There are now active alerts or outbreaks in 712 schools, which represents 29% of schools in the province.  

We continue to see rising hospitalizations. There are now 635 people in hospital being treated for COVID-19, including 143 in the ICU.

Sadly, 7 new deaths were reported to Alberta Health in the last 24 hours.

My thoughts are with the family, friends and colleagues of these individuals and anyone who has lost someone they cared about due to any cause.

These deaths due to COVID-19 represent the worst possible outcome of infection,

And throughout the pandemic, it has been important that we ensure these numbers that we report represent those who died from COVID-19, not those who died of another cause but happened to have COVID-19.

Our process includes, in our initial counts, we include deaths where COVID has been flagged as a possible cause even if it remains unknown.

In those cases, medical officials review the death certificate and files post-mortem to determine if the virus was indeed a contributing cause.

Most often, these remain classified as a COVID death. However, sometimes the review identifies that there was a different cause of death.
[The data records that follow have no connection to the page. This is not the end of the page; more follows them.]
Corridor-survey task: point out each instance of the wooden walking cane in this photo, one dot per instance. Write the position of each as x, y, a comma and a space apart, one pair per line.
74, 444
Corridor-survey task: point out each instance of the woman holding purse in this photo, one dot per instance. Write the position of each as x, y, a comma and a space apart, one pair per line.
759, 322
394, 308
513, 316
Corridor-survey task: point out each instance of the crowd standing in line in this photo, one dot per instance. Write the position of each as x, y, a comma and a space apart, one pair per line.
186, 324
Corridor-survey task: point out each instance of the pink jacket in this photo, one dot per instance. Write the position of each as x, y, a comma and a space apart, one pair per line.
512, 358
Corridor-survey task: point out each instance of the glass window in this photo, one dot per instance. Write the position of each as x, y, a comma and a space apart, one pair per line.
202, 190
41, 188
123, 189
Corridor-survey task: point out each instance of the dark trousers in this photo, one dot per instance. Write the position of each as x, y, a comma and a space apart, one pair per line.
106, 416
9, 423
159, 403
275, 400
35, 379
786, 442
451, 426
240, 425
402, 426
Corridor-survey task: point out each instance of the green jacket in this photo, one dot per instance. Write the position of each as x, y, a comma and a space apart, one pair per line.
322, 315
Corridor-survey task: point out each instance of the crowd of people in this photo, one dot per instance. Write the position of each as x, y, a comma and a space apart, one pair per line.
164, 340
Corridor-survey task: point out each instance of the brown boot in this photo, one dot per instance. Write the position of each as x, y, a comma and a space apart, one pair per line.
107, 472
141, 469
Because of this, I want to advise of an update being made today to the total number of deaths due to COVID-19.

Our most recent review of past reported cases has found 14 previously reported deaths that were not deemed on file review to have COVID-19 as a contributing cause.

As a result, they’re being removed from the provincial total. The numbers posted today will reflect that reduction, meaning Alberta currently sits at 2,067 deaths related to COVID-19.

I want to be clear that each one of these numbers, whether the death was from COVID-19 or any other cause, represents the loss of a person who leaves a hole in the lives of those who mourn them.

The adjustment to the COVID-19 statistics is a part of our commitment to transparent communication but in no way reduces the magnitude of the losses experienced by those who cared about these 14 people.

There are now 20,721 active cases in Alberta. 

That is the second-most number of active cases since this pandemic began.

There is no one source or sector that is driving this spread that we’re seeing. It would be simpler if there were just one cause.

Instead, the virus is spreading through all of us, and the many in-person get-togethers, meet-ups and other interactions that we have with other people every day.

That is why public health measures are in place for a wide range of sectors and why we all must continue to limit in-person interactions as much as possible.

We have now administered more than 1.46 million doses of vaccine in Alberta, including almost 30,000 in the last 24 hours.

That means that around 26% of the people in the province have received at least one dose of this vaccine, and about 6% of our population is fully vaccinated.

Every day, more people get immunized, and that’s a good thing.

However, as more people get their shot I want to stress that getting the vaccine does not mean that the rules no longer apply.

Whether you have one or two doses, you still need to be careful.

No vaccine offers 100% protection. Getting your dose makes it less likely that you will experience severe illness, but it’s possible that you could still carry the virus and be contagious to others even after your immunization.

Right now, with the vast majority of people still not immunized with even one dose, it is essential that anyone who has had the vaccine continue to follow all the public health restrictions in place both to limit the chance that they become infected and spread to others, but also to be part of setting the tone for all of us to keep following measures that we still need right now.

In the coming months, when more people have gotten protection, things will change.

Right now, we just need to stop spread and lower our cases for a little while longer.

I know that’s something that we’ve all heard before. After 14 months, it’s hard to dig in one more time and to feel like sacrifices like avoiding indoor social gatherings still matter.

But they do, and we are so close to getting through this.

Each one of us matters, and our actions can mean the difference between life and death for those around us.

Anything that we can do to limit in-person interactions with other people outside our household will help us bend the curve and move past this pandemic.

Thank you and I’m happy to take questions.